Set up a records system
You now need a records system that you can use as to demonstrate how well your system is working. It also needs to be good enough for you to identify patterns of occupational injury and disease in your organization.
Examples of different kinds of WHS records are below, but you should only have those that are relevant to your organization:
- Hazard report forms/hazard register
- Strategies to manage identified risks
- Audit or inspection reports
- Fire extinguishers inspection labels
- "What to do … " literature
- First aid/medical post records
- Workplace environmental monitoring records
- Induction, instruction and training
- Manufacturer’s and supplier’s information including dangerous goods storage lists
- Building evaluation plans
- Hazardous substances registers
- Incident reports
- Plant and equipment maintenance and testing reports
- Workers compensation and rehabilitation records
- Reporting to government
- Insurance reporting
Establish an WHS quality system
You now need a way of ensuring the quality of your WHS system, and it also must be written down and consistent with your organization's overall quality system.

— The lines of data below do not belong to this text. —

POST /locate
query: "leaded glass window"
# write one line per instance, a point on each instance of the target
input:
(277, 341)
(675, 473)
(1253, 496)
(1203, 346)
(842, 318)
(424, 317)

Depending on your organization, the system might include the following kinds of records:
- audit and inspection reports
- workplace environmental monitoring records
- consultation e.g. meetings of WHS committees, staff meeting agendas with WHS items and actions
- records of days off due to workplace accidents
- workers compensation and rehabilitation records
You also need a way of reviewing your WHS system. Decide how often you will measure and evaluate the system against your organization's WHS objectives and overall quality system.

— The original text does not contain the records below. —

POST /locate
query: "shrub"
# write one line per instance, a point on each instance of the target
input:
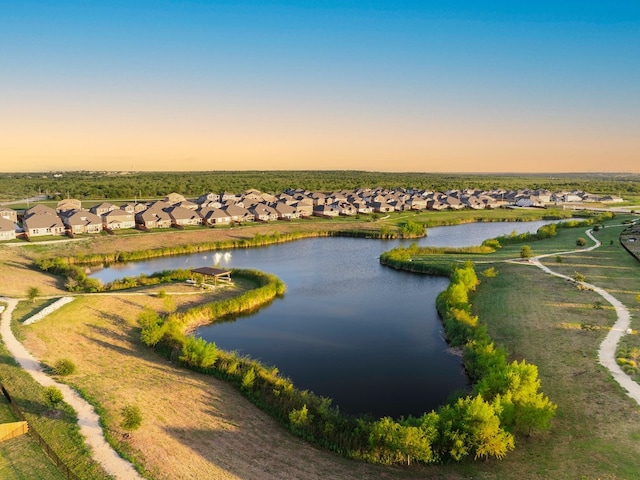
(526, 252)
(64, 367)
(52, 396)
(198, 353)
(131, 417)
(490, 272)
(248, 379)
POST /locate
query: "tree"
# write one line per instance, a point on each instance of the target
(153, 327)
(526, 252)
(395, 442)
(52, 396)
(472, 426)
(131, 417)
(197, 352)
(33, 293)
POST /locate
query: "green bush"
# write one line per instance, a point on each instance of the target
(52, 396)
(131, 417)
(64, 367)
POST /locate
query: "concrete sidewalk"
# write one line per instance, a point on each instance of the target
(88, 420)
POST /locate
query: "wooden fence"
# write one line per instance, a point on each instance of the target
(68, 474)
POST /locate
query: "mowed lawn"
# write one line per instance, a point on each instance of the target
(197, 427)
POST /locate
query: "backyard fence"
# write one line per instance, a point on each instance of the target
(68, 474)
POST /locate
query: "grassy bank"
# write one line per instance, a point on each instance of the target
(213, 430)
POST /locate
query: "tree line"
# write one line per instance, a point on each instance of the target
(148, 185)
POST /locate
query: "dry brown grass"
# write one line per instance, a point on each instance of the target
(197, 427)
(194, 426)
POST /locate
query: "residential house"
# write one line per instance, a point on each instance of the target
(381, 206)
(285, 211)
(326, 210)
(68, 204)
(42, 224)
(417, 202)
(82, 221)
(153, 218)
(118, 219)
(7, 229)
(181, 216)
(134, 207)
(344, 208)
(303, 207)
(214, 216)
(208, 197)
(40, 209)
(103, 208)
(263, 213)
(238, 213)
(174, 198)
(9, 214)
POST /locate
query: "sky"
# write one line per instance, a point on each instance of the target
(407, 86)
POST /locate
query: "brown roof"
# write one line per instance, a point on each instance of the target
(214, 272)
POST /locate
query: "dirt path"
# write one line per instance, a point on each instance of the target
(607, 350)
(88, 420)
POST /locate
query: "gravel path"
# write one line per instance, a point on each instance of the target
(607, 350)
(88, 420)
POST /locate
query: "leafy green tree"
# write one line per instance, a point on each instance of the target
(466, 275)
(131, 417)
(33, 293)
(52, 396)
(517, 397)
(153, 327)
(248, 379)
(199, 353)
(471, 426)
(526, 252)
(393, 442)
(300, 418)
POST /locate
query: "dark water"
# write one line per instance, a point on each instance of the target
(365, 335)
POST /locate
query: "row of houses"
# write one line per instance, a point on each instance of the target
(213, 209)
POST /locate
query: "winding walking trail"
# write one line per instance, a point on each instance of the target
(88, 420)
(607, 350)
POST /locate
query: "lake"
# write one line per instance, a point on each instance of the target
(348, 328)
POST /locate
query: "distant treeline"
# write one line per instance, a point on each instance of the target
(146, 185)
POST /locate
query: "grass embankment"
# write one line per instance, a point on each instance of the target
(228, 438)
(21, 458)
(57, 427)
(193, 424)
(541, 318)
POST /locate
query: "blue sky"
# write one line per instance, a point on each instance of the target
(378, 85)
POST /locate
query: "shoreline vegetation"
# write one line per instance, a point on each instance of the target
(498, 410)
(406, 441)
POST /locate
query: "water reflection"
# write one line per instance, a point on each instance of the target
(348, 328)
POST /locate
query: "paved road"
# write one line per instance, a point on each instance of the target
(607, 350)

It will normally be looking for ways to improve based on:
- An analysis of any significant WHS patterns and statistics
- An analysis of any major incidents
- Updating policy, procedure, and forms
- Checking whether you are getting the right things written down, missing things that should be written down, or creating unhelpful paperwork.

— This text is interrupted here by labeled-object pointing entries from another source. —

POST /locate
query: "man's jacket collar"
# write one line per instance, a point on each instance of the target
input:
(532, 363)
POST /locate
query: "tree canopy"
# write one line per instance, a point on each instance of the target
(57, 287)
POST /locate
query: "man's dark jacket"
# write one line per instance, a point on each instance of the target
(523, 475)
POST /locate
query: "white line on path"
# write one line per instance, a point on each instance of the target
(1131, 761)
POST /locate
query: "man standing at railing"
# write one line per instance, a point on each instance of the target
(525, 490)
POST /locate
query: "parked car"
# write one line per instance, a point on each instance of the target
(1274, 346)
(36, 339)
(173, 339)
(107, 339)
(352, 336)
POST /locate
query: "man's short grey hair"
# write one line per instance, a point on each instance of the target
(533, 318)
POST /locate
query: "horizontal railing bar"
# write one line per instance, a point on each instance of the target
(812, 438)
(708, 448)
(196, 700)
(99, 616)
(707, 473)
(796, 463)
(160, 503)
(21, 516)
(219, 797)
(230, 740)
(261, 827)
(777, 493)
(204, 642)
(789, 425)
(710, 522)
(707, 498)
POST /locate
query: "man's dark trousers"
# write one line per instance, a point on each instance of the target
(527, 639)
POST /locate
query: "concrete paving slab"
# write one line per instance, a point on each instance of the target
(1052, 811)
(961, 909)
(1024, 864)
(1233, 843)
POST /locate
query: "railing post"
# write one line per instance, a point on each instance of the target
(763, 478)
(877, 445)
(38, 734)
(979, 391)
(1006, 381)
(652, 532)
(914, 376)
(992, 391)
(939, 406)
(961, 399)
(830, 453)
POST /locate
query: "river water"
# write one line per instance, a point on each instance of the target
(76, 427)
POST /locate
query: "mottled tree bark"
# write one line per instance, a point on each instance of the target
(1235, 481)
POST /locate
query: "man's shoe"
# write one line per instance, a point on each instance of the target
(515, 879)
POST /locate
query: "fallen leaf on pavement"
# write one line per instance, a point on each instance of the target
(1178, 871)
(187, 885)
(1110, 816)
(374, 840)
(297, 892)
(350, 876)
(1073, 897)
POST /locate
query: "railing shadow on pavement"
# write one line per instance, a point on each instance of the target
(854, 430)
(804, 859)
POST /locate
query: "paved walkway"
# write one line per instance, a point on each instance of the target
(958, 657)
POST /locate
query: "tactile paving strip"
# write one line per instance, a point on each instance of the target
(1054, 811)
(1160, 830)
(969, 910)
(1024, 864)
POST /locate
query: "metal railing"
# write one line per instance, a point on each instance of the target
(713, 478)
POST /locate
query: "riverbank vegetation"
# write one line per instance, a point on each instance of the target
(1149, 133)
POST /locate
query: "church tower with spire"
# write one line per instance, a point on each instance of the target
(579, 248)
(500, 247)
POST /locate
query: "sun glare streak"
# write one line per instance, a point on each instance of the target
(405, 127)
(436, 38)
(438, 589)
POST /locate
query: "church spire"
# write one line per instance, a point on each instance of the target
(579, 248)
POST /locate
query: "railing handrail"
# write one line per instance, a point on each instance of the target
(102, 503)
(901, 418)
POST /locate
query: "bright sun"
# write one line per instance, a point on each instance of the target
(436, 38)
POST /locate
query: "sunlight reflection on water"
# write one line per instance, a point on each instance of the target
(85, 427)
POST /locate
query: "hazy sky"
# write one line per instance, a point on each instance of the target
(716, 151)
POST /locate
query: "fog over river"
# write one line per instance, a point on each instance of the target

- Checking whether the time spent in WHS is well-spent.
- Checking that you still meet your legal and insurance requirements
In a small organization with no WHS problems, a review will be an annual staff meeting item. If your organization is large, has high WHS risks, or many incidents, you will need to do it much more often and it will be much more complex.
Put it all into practice
Again, this will be simple in a small organization, but much more involved in a larger organization.
- Write a set of notes and give WHS training to all your staff.
- Assign people the task of putting the new system in place, and give them a time-frame. The amount of funding you need to allocate might range from negligible to very substantial, depending on your hazards and how well they are already managed.
- As you go, look for inadequacies in your system and act to fix them. You might find that actual practice needs to change so you need to up-date the procedures. You might also need specialist WHS advice, so you need to know when you need it.
- Inform your employees about the outcomes of participation and consultation. Be clear and prompt.
- The participative arrangements will sometimes bring up problems. It is your job to resolve them promptly. Follow your issue resolution procedures.
- When you have changes in the workplace, make sure you identify any hazards at the planning, design and evaluation stages so that the proposed changes don't create new hazards.